Though both towers have been approved by the city, many issues remain unresolved. Wein doesn't expect construction will begin until the first quarter of 2019.
"There's still a lot of work to be done," he says. "We've spent a lot of time with the city. We're working with them to figure out how we're going to deal with various details."
Mirvish retains ownership of 322 King St. W., the warehouse on the northeast corner of King and John, as well as the Royal Alexandra and Princess of Wales theatres. The second floor of 322 will house the Mirvish Gallery, which will display work from Mirvish's extensive art collection. The Ontario College of Art and Design University will occupy space in the east tower.
"It's all very positive," says Mirvish's development manager Peter Kofman. "David is still a part of things. His vision and enthusiasm to do something great remains 100 percent intact. But it's a huge project and there are only a few developers in Canada big enough to handle it. You need to have that kind of a powerhouse at the table."
A rendering of Mirvish + Gehry Toronto. (Photo courtesy of Projectcore Inc.)

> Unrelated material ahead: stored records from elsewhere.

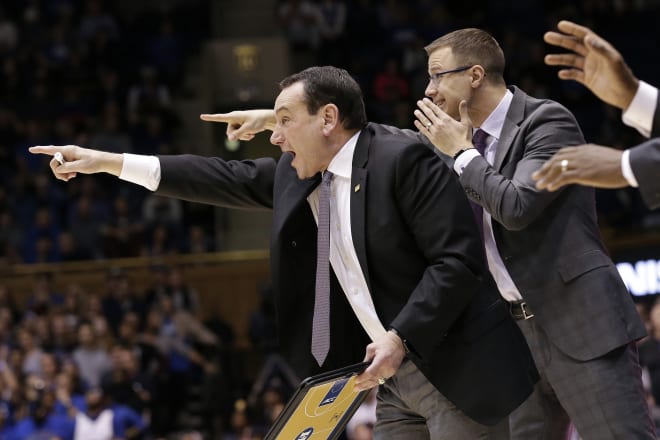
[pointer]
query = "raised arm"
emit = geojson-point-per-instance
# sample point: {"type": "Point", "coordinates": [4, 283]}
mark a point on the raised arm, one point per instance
{"type": "Point", "coordinates": [244, 124]}
{"type": "Point", "coordinates": [593, 62]}
{"type": "Point", "coordinates": [80, 160]}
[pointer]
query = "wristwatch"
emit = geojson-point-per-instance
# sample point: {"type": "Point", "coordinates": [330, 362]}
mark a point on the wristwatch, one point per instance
{"type": "Point", "coordinates": [403, 340]}
{"type": "Point", "coordinates": [461, 151]}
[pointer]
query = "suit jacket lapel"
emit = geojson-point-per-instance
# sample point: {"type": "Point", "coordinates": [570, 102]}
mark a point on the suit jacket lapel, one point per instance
{"type": "Point", "coordinates": [359, 200]}
{"type": "Point", "coordinates": [511, 126]}
{"type": "Point", "coordinates": [293, 195]}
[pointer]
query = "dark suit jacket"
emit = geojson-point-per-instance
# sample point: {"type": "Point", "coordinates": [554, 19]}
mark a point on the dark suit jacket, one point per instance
{"type": "Point", "coordinates": [649, 357]}
{"type": "Point", "coordinates": [415, 238]}
{"type": "Point", "coordinates": [644, 161]}
{"type": "Point", "coordinates": [549, 241]}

When Mirvish launched the project in 2012, it included three towers atop a very elaborate, very Gehryesque, podium. The city planning department responded to the scheme with appalling hostility.
Then chief planner called the design "trite" and wondered whether Mirvish could be trusted not to pull "a bait and switch." Eventually, the plan was reduced to two towers — 92 and 82 storeys — and given a green light.
For his part, 88-year-old Frank Gehry — born and raised in Toronto before moving to California with his family in 1947 — remains committed to the project. Though he designed an addition to the Art Gallery of Ontario in 2004, the Mirvish scheme will be his first fully realized scheme in his hometown.
Best known for the Guggenheim Museum in Bilbao, Spain, Gehry has completed work around the world.
"His architecture is truly an attraction," Wein says. "Something about what he does really attracts people. I believe the project will excite people around the world and locally. It will be an international address. I really hope we can create a centre of gravity within this location."
As Kofman makes clear, "We didn't bring Frank Gehry to Toronto to do something insignificant. In the beginning a lot of people didn't believe it could happen here. Frank is super-happy about everything. It's like a homecoming for him. He's still fully involved."
Though some worry the site is too small to accommodate such an ambitious proposal, Wein dismisses such concerns. "This part of Toronto represents the future and the past. What we're designing is the heritage of tomorrow."